The indie mags that are changing the face of sport

We speak to the teams behind Victory Journal, Spiral and Glorious about how they are helping reshape perceptions of sport through a combination of insightful editorial and striking visuals

Sport has long been fertile ground for making magazines, as the competition and drama inherent in all sports naturally makes for compelling imagery and storytelling. The face of the mainstream sports media, however, has a longstanding reputation for being overly male, pale and stale. This narrative has been changing more recently, in large part thanks the raft of independent publications that are giving women’s sport the attention it deserves and shining a light on less conventional activities ranging from chess to wild water swimming.

Based between New York and LA and brought to life by creative studio Doubleday & Cartwright, Victory Journal is one of the pioneers of the indie sports mag scene. It first launched in 2010 as a 16-page loose-fold newsprint distributed in downtown New York during the football World Cup. Ten years later, the latest issue of the famously oversized publication weighs in at a record 210 pages, and it boasts subscribers everywhere from London to Tokyo.
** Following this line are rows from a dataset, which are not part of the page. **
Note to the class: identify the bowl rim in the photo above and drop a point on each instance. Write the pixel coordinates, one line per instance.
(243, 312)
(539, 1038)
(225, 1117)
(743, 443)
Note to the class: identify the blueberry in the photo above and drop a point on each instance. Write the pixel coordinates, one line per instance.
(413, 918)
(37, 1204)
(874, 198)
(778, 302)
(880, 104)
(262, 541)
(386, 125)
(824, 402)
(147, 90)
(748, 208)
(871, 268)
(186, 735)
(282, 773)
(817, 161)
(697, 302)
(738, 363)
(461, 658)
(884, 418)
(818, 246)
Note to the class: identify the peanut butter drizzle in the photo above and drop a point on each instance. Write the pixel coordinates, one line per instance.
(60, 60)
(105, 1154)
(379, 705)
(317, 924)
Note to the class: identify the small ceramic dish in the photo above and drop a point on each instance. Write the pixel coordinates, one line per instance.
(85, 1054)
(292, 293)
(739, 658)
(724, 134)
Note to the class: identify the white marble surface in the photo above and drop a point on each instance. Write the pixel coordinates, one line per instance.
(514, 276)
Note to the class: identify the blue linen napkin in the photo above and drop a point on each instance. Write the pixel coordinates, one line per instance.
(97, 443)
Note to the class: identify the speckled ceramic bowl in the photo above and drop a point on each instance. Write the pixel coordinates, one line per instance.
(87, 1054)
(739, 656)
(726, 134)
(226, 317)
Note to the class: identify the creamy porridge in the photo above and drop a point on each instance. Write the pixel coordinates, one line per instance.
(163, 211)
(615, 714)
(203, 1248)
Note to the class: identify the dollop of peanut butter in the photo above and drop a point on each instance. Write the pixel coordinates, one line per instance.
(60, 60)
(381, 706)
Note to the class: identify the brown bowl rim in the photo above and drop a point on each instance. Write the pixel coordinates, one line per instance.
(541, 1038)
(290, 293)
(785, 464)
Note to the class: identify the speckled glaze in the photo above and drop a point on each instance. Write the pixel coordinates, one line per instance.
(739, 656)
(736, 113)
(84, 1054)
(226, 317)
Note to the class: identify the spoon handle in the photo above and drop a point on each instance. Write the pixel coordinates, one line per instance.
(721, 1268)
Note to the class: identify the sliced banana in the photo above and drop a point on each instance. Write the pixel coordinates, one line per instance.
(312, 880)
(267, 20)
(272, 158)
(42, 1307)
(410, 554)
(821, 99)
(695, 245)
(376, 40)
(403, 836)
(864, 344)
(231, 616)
Top: Los in the Valley by Maria Svarbova, courtesy Glorious. Above: Victory Journal Issue 18

Over the last decade, the team behind Victory, which includes editor-in-chief Christopher Isenberg, chief creative officer Aaron Amaro and photo editor Shane Lyons, have championed a move away from clichéd sports imagery in favour of more humanistic photography, establishing close relationships with creatives including Cheryl Dunn and Anthony Blasko in the process.